Last year, the VMA's inspired Stephen Lovegrove to go public about being a gay Christian, a decision which cost him his job as a resident advisor at Charleston Southern University in South Carolina. His story got traction, even being picked up by MTV.
Earlier this week, Stephen sent GLAAD a one-year update, noting how much his life has changed for the better after leaving Charleston Southern University. He writes:
One year later, I am happy to report that my life is in a very different place. I am at a new university that is truly diverse, and absolutely loving it. Actually, I’m the director of Safe Zones, a program we have to create a more inclusive school for LGBTQ students. I also host a YouTube talk show and have spoken with lots of different guests about issues of sexuality and spirituality. Best of all, I get to volunteer with Human Rights Campaign in a program with a youth center helping homeless LGBTQ youth in my city.

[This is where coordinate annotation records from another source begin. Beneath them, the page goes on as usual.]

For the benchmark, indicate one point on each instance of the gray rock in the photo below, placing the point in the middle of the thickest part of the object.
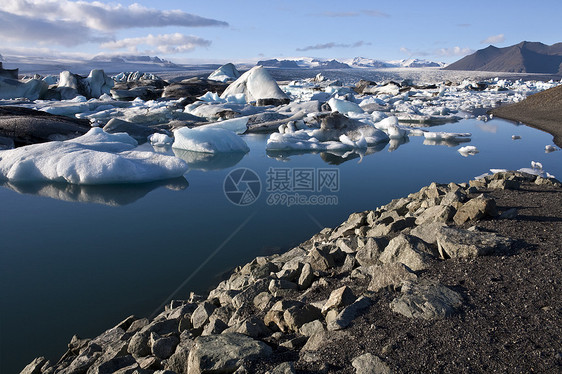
(409, 250)
(349, 313)
(36, 366)
(320, 260)
(509, 214)
(202, 313)
(369, 253)
(438, 213)
(428, 232)
(370, 364)
(311, 328)
(163, 347)
(297, 316)
(454, 243)
(476, 209)
(112, 366)
(339, 298)
(224, 353)
(252, 327)
(178, 362)
(306, 277)
(284, 368)
(84, 360)
(390, 276)
(427, 300)
(215, 326)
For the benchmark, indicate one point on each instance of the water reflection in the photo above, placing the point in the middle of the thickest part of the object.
(209, 161)
(111, 195)
(330, 157)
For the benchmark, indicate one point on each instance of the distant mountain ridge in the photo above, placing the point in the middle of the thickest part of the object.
(525, 57)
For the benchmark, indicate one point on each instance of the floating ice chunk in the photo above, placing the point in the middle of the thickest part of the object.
(160, 140)
(536, 165)
(208, 140)
(225, 73)
(211, 97)
(430, 135)
(468, 150)
(386, 123)
(256, 84)
(344, 106)
(237, 125)
(94, 158)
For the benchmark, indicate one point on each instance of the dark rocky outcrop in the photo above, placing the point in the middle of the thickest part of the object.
(525, 57)
(27, 126)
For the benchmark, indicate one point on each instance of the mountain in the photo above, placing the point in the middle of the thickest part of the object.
(275, 63)
(525, 57)
(132, 58)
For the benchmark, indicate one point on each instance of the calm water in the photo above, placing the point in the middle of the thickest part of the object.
(79, 260)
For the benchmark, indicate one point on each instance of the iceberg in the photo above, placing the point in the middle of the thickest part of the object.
(94, 158)
(468, 150)
(208, 140)
(258, 86)
(225, 73)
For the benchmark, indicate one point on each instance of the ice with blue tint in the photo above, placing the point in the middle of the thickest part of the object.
(208, 140)
(94, 158)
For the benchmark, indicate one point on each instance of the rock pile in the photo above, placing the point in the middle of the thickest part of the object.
(276, 313)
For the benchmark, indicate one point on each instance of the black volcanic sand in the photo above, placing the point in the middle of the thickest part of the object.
(542, 111)
(511, 321)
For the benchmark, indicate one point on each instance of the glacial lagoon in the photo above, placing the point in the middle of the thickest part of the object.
(77, 260)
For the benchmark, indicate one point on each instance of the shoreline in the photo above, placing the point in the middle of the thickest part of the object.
(362, 283)
(542, 111)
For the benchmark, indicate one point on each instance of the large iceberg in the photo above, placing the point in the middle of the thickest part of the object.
(208, 140)
(257, 85)
(94, 158)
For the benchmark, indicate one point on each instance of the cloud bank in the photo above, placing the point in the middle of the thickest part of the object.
(71, 23)
(494, 39)
(331, 45)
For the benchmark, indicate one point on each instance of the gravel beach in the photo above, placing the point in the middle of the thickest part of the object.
(542, 111)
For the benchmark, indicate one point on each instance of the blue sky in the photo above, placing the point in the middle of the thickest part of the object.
(244, 30)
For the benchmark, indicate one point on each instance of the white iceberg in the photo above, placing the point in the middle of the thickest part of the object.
(469, 150)
(225, 73)
(344, 106)
(256, 84)
(208, 140)
(94, 158)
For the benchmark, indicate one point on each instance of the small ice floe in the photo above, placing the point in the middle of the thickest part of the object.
(160, 140)
(536, 165)
(337, 132)
(208, 140)
(468, 150)
(94, 158)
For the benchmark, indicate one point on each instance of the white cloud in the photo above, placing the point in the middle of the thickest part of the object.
(494, 39)
(43, 32)
(166, 43)
(454, 51)
(106, 17)
(331, 45)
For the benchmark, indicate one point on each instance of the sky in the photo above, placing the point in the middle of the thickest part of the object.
(185, 31)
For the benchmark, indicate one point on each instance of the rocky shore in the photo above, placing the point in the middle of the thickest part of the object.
(542, 111)
(453, 278)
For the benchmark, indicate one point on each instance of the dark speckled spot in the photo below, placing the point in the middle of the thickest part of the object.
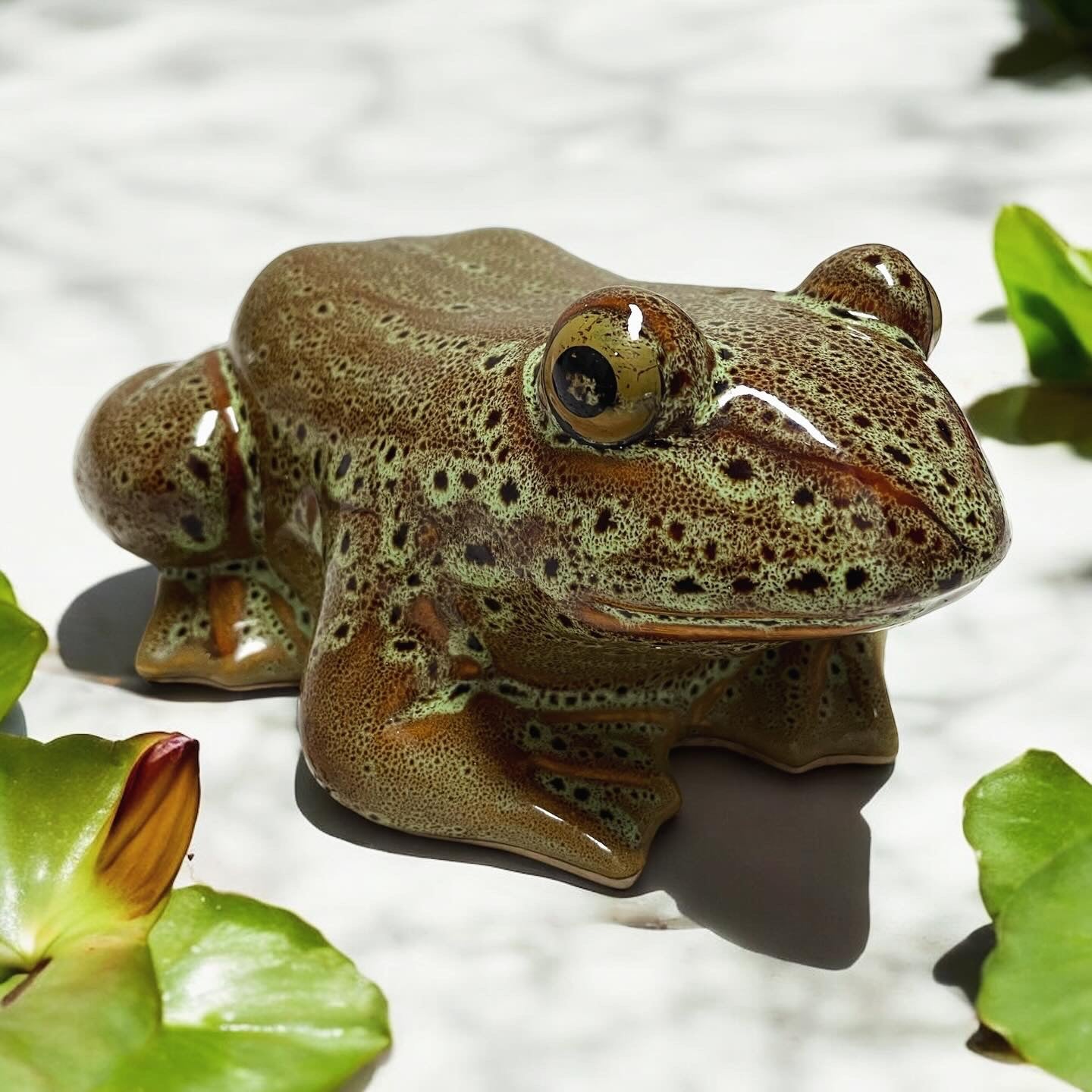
(688, 587)
(479, 554)
(811, 581)
(199, 469)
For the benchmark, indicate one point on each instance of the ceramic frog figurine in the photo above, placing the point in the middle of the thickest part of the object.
(519, 526)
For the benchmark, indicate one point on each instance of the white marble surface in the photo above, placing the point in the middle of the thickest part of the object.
(154, 155)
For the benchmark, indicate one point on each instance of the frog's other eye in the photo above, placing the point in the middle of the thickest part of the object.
(879, 282)
(615, 360)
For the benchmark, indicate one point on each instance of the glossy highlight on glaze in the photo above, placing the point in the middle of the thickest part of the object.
(519, 526)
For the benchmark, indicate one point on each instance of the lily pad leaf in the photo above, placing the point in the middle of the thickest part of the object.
(22, 642)
(1037, 987)
(1031, 826)
(1049, 288)
(1020, 817)
(283, 1010)
(1046, 413)
(111, 982)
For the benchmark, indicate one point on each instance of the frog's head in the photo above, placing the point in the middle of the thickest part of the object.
(761, 464)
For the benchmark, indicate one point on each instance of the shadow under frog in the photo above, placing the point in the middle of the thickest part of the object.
(519, 529)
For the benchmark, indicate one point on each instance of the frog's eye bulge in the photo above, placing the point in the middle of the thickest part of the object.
(878, 282)
(620, 362)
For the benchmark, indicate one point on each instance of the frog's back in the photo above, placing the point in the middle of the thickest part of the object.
(491, 283)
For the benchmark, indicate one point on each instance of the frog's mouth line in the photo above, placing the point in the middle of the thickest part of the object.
(640, 620)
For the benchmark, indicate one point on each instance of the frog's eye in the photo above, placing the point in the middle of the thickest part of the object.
(612, 362)
(878, 282)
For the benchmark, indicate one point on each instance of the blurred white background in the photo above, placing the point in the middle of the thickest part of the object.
(155, 155)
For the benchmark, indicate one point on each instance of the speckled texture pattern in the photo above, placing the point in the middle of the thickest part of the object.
(158, 154)
(521, 526)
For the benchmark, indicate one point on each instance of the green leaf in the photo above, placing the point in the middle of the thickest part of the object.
(1031, 826)
(1049, 413)
(64, 1030)
(280, 1005)
(1049, 287)
(1037, 987)
(56, 801)
(99, 993)
(1020, 817)
(22, 642)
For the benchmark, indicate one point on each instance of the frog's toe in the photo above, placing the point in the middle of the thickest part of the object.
(233, 626)
(804, 704)
(579, 797)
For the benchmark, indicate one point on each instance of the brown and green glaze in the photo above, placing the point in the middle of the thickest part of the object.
(519, 528)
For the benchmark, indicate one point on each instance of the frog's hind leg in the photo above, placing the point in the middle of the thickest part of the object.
(419, 742)
(803, 704)
(235, 625)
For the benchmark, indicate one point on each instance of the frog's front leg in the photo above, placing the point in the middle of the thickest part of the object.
(803, 704)
(168, 463)
(234, 625)
(416, 739)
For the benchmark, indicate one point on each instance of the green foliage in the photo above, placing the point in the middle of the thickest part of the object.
(1049, 287)
(22, 642)
(106, 985)
(1031, 826)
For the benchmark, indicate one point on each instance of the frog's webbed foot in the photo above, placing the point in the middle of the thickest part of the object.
(804, 704)
(234, 625)
(473, 767)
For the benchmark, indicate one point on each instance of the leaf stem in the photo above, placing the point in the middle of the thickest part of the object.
(22, 987)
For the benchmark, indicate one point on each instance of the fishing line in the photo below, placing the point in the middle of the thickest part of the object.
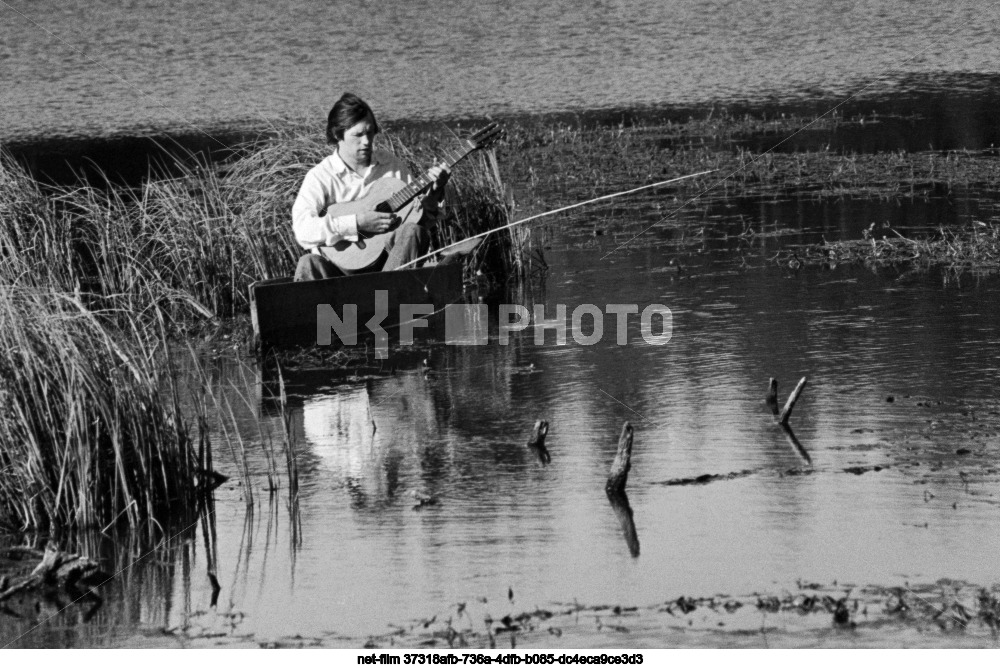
(554, 211)
(753, 161)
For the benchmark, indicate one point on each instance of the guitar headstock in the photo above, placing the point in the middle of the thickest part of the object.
(486, 137)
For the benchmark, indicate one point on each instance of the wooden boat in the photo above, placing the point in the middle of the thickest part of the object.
(284, 311)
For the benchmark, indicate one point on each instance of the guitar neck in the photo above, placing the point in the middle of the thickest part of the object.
(406, 195)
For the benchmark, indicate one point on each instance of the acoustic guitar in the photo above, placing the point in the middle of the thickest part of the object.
(390, 195)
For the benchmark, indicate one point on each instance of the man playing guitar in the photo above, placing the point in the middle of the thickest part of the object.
(337, 236)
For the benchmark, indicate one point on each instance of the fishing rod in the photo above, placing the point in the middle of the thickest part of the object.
(468, 240)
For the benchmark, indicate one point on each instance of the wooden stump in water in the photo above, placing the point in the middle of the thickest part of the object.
(623, 511)
(786, 412)
(618, 477)
(782, 418)
(537, 441)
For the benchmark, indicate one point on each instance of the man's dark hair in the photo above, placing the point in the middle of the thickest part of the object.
(347, 112)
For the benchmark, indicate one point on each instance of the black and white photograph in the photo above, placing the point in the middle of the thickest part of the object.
(499, 331)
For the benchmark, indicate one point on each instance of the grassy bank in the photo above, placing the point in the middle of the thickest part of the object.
(189, 244)
(91, 434)
(567, 162)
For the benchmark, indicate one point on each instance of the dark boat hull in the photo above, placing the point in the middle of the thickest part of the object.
(285, 312)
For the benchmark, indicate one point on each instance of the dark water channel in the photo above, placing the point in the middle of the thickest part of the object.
(443, 504)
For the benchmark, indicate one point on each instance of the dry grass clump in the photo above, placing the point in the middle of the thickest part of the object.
(88, 437)
(194, 236)
(973, 248)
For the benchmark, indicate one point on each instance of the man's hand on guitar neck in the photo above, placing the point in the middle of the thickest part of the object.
(371, 223)
(435, 196)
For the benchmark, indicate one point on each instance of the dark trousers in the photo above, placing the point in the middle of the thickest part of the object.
(405, 244)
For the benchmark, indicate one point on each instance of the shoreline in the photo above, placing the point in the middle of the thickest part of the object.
(958, 115)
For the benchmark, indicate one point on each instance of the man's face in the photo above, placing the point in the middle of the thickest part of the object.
(356, 146)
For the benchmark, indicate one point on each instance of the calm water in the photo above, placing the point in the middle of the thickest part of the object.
(361, 557)
(71, 68)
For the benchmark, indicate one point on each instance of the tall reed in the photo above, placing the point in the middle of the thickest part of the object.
(89, 438)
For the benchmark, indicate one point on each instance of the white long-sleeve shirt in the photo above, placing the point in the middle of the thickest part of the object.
(330, 182)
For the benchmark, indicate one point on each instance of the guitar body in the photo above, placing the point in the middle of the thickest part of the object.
(355, 256)
(391, 195)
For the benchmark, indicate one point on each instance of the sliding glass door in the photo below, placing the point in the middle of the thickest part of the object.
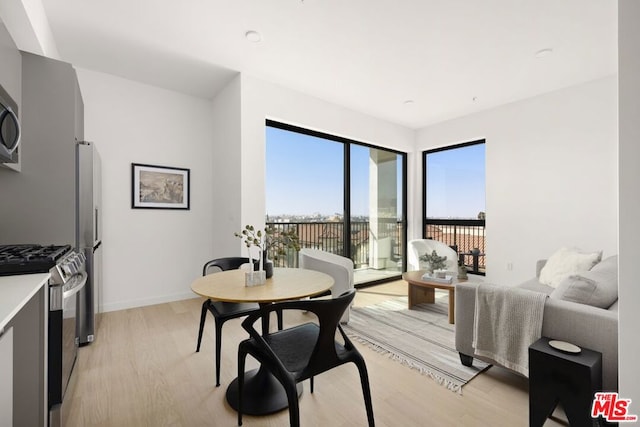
(376, 212)
(339, 196)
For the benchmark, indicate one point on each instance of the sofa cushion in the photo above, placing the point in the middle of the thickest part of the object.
(598, 287)
(535, 285)
(566, 262)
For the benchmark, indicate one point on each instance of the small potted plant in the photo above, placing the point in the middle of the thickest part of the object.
(435, 261)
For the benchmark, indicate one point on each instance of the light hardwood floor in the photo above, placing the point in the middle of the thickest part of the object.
(143, 370)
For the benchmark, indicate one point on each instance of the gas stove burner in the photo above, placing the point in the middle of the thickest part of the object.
(30, 258)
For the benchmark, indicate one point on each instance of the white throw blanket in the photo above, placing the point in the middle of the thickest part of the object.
(507, 321)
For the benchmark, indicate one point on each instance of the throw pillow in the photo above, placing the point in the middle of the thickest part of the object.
(566, 262)
(598, 288)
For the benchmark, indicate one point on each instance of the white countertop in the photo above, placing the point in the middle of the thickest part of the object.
(16, 291)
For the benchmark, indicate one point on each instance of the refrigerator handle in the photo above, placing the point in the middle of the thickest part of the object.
(96, 237)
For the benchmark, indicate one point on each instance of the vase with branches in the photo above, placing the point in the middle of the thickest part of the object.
(269, 241)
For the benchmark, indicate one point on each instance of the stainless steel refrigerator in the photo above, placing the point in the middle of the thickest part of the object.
(89, 238)
(55, 198)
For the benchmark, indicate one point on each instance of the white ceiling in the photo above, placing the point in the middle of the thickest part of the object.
(450, 57)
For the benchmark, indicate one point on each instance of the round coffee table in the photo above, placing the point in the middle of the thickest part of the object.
(423, 290)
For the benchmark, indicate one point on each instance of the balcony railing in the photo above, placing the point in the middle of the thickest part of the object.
(466, 236)
(329, 237)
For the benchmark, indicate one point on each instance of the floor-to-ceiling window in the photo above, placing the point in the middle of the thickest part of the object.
(454, 200)
(340, 195)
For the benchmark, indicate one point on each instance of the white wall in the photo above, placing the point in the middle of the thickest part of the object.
(262, 100)
(629, 291)
(225, 187)
(551, 175)
(150, 255)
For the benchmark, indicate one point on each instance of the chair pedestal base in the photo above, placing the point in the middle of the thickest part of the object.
(263, 394)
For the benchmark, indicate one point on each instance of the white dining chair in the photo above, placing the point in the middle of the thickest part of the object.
(336, 266)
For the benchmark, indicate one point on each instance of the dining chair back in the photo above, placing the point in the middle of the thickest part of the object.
(223, 311)
(303, 351)
(338, 267)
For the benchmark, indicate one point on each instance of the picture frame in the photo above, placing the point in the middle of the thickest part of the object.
(159, 187)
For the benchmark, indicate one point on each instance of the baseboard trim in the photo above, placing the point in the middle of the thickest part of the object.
(124, 305)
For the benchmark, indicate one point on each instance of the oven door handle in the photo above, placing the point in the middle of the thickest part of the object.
(75, 284)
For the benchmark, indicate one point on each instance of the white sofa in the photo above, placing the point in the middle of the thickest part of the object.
(581, 310)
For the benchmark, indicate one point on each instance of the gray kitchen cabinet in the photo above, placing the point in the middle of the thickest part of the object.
(51, 124)
(10, 82)
(6, 373)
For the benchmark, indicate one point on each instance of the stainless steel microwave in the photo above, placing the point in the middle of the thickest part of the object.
(9, 128)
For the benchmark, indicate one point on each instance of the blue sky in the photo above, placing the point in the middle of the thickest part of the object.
(304, 175)
(456, 182)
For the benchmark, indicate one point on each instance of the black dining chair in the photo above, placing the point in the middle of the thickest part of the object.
(223, 311)
(301, 352)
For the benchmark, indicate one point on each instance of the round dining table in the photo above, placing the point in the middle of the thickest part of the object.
(263, 393)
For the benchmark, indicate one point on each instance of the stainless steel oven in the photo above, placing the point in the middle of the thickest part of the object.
(68, 278)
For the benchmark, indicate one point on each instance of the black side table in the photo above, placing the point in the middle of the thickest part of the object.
(556, 376)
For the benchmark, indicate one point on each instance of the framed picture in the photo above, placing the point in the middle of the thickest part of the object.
(159, 187)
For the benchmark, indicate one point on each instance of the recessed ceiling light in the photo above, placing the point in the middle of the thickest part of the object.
(544, 52)
(253, 36)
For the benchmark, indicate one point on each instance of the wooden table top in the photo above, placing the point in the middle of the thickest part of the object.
(285, 284)
(416, 277)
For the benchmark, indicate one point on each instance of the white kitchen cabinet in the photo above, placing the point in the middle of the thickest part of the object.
(24, 307)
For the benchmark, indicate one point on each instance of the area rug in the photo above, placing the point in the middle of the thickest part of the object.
(421, 338)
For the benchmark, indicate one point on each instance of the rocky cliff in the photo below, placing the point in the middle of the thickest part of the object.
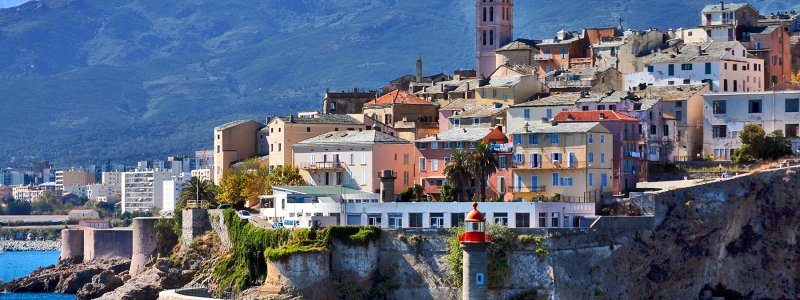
(731, 238)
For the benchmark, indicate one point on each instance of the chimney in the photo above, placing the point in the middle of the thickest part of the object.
(387, 178)
(419, 69)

And I’m in talks for a new independent reality show portraying characters who are young queer individuals grappling with love and spirituality in their college years.
Life is absolutely fantastic. :D I am still speaking out about employment discrimination and other issues faced by the queer community. My story always gets people attention and helps them understand all the work that still needs to be done. We are all in this movement together.
MTV did a one year follow up with Stephen as well, diving further into how his life has changed, and some of the causes that are important to him, including employment non-discrimination, safe spaces, and LGBT youth homelessness.
ACT: Last year you reached out to us after being moved by Macklemore and Ryan Lewis’s performance of “Same Love” at the VMAs. How do you think that song (and other songs with social messages) can help people?
STEPHEN: “Same Love” came out (no pun intended) at a key moment in my life. That song helped me believe that I could love another human being, that my love was good and real and equal to every other human being. I think songs have the ability to affect our hearts more than any other form of media because we listen to them over and over again. My generation tends to tune out the social messages of cable news and political gatherings, but we’re paying attention to what’s on the charts. Those messages matter.